You are at least partially right when you say the Bible is not about history. In fact, it is history only of the Jews relative to the Jews. After Jerusalem was rebuilt under Persian rule, it came under Greek, then Roman rule. None of these earth shaking events are recoded in the Hebrew scriptures; and Rome was not mentioned until the time of Christ. They are not important to the OT because it was recorded for the sole purpose of identifying the messiah. At least that's what Paul said at Galatians 3:24.
Setanta
 
  1  
Reply Thu 22 May, 2014 02:55 pm
@neologist,
No, it's no history at all, not of the Jews, not of anyone. You really have no shame.
neologist
 
  1  
Reply Thu 22 May, 2014 11:03 pm
@Setanta,
Setanta wrote:
You really have no shame.
Thanks for noticing.
The world is full of religionists who bear shame for the hardship and misery and bloodshed they have caused through the ages.
0 Replies
 
Setanta
 
  1  
Reply Fri 23 May, 2014 03:37 am
But of course, your hands are clean. Hypocrite.
Brandon9000
 
  1  
Reply Fri 23 May, 2014 03:46 am
Still waiting for the claimed other evidence.
0 Replies
 
ssami8
 
  0  
Reply Fri 23 May, 2014 06:17 am
@fresco,
Each individual dimension of your so called science was founded by the people who had the privileged access to science via our holy book. This is our contribution to the humanity as a whole. I agree in recent ages we are far behind due to our own issues..

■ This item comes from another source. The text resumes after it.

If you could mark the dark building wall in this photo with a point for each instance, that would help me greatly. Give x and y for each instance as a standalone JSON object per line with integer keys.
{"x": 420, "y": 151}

http://www.irfi.org/articles2/articles_3151_3200/the%20great%20muslim%20scientists%20of%20all%20timehtml.htm

http://www.famousscientists.org/famous-muslim-arab-persian-scientists-and-their-inventions/
ssami8
 
  0  
Reply Fri 23 May, 2014 06:19 am
@fresco,
I don't see monks coming out from jungles being human??? haven't even heard of it. Is the evolution stopped?
jespah
 
  1  
Reply Fri 23 May, 2014 07:09 am
@ssami8,
Evolution goes on pretty damned constantly. You're not thinking on an evolutionary scale - change occurs over time. And you're also not thinking on a scale beyond human - evolution occurs in mice, in insects, and in bacteria, all of which have far shorter generations than we do, and so their changes are easier to spot.
0 Replies
 
fresco
 
  1  
Reply Fri 23 May, 2014 07:44 am
@ssami8,
Are you seriously claiming that the achievements of the recent scientists on your list were referenced directly to specific passages in the Koran ? If so, I challenge you to present the evidence.
I note that several of the recent ones are ex-patriots who found it necessary to complete their education in western institutions. How many of those are you claiming are practicing Muslims ?
0 Replies
 
fresco
 
  1  
Reply Fri 23 May, 2014 07:53 am
@ssami8,
Evolution certainly seems to have stuck for those homo sapiens who have failed to progress beyond the aggressive tribalism exhibited by their primate ancestors ! Wink
timur
 
  1  
Reply Fri 23 May, 2014 08:45 am
@fresco,
Yep, I share that view.

It seems to me that man has attained a stage where his evolution is a voluntary process.
0 Replies
 
Setanta
 
  1  
Reply Fri 23 May, 2014 08:57 am
We have removed the evolutionary process from our bodies to libraries, universities and research institutions.